Eric Wilhelm wrote:
>> version:                2.01
>> api_version:            2.0
>> api_compatibility:      1.4
>> stability:              high
>> release_type:           bugfix
>>
>> What this would communicate is that this is version 2.01, a bugfix
>> release. It implements the same API as version 2.0.  It's backwards
>> compatible to version 1.4.  The author considers it very stable.
> 
> Is that "API stable" or "no major bugs" stable?

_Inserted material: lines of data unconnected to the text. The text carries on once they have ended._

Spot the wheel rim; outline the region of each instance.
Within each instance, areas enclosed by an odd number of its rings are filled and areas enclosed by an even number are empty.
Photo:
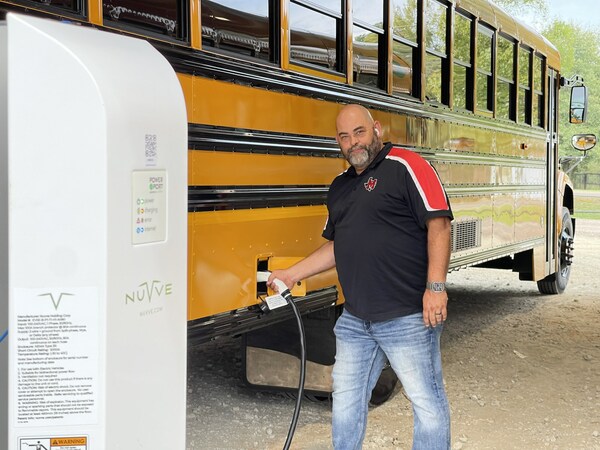
[[[573,235],[567,226],[563,227],[560,239],[560,274],[562,277],[567,277],[573,264],[574,256],[574,240]]]

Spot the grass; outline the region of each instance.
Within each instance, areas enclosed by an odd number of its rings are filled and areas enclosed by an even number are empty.
[[[577,191],[574,215],[578,219],[600,220],[600,192]]]

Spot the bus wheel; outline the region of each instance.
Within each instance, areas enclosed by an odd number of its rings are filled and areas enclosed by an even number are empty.
[[[558,272],[548,275],[537,282],[538,289],[542,294],[562,294],[569,282],[571,275],[571,264],[573,262],[573,222],[569,209],[563,207],[562,229],[558,237],[559,267]]]
[[[394,369],[387,364],[381,372],[377,384],[371,392],[371,400],[369,403],[373,406],[379,406],[385,403],[394,393],[394,389],[398,384],[398,377],[394,372]]]

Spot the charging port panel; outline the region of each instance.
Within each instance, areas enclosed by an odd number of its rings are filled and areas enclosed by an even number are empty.
[[[258,258],[256,260],[256,271],[269,271],[277,269],[287,269],[288,267],[296,264],[302,258],[297,256],[273,256],[270,258]],[[302,280],[296,283],[292,289],[292,295],[294,297],[304,297],[306,295],[306,281]],[[267,295],[273,295],[274,292],[267,288],[267,283],[256,282],[256,298],[265,297]]]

I was thinking "no major bugs" stable.  API stability is implicit in the
statement of backwards compatibility and release type... maybe.  Point is, the
two concepts are separate.


> How high is "high"?  What's above "high"? ("phenomenal"?)  Qualitative 
> stuff is difficult to make consistent -- what do we gain from having a 
> non-binding qualitative statement in this data file?  Would a new 
> maintainer be held to this promise if they considered the old API 
> buggy/ambiguous?

It's the programatic equivalent of asking the author and it's about the best
you can hope for.  It doesn't need to be particularly accurate or finely
grained.  Just enough to get a feel for "is it safe to install this"?  It
might be as simple as "experimental" vs "release" qualities which would
replace the X.YY_ZZ alpha version convention.

Or there's Debian's tiers of "experimental", "unstable", "testing" and "stable".

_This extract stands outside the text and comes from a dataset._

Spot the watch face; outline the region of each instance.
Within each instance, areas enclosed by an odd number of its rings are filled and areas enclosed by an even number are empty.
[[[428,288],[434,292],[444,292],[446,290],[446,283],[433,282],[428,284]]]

It's also possible that "release_type" and "stability" are really saying
basically the same things.


> I'm also not sure about the release_type.  That sounds like changelog 
> data.  The api_compatibility and api_version sound good, but thinking 
> ahead they also sound like changelog data.  Given the distinction 
> between "api" and "release" appearing in this new sort of meta.yml, how 
> do I know what "api version" I was running before?

Good point.  Fortunately, as a protocol, META.yml doesn't have to worry about
that. :)  Possible implementations include installation storing the META.yml
(which would be on the way to a catalog of installed modules) or simply asking
a web service.


> Given the recent discussion of a machine-readable changelog, I'm 
> actually thinking all of the above-listed fields belong (at least 
> canonically -- from the author's POV) in the changelog.

Fortunately the information for the META.yml can come from anywhere.  But we
don't want to get into scattering module info all over the place, that's what
META.yml is meant to replace.  Also we control the META.yml but authors can
get very picky about their changelog formatting and will probably take a lot
longer to adopt it.


> Given the absence of a version-pegging include() statement

http://search.cpan.org/dist/only/


> most of this 
> information's usefulness is in the human-readable sector.  Though it 
> does have other uses if the installer can figure out a way to resolve 
> dependencies without breaking your site's "needs compatibility 
> with ..." assertions.

I think it will be handy for CPAN to generate alternative indexes listing the
latest experimental, unstable, testing and stable releases a la Debian.


-- 
You are wicked and wrong to have broken inside and peeked at the
implementation and then relied upon it.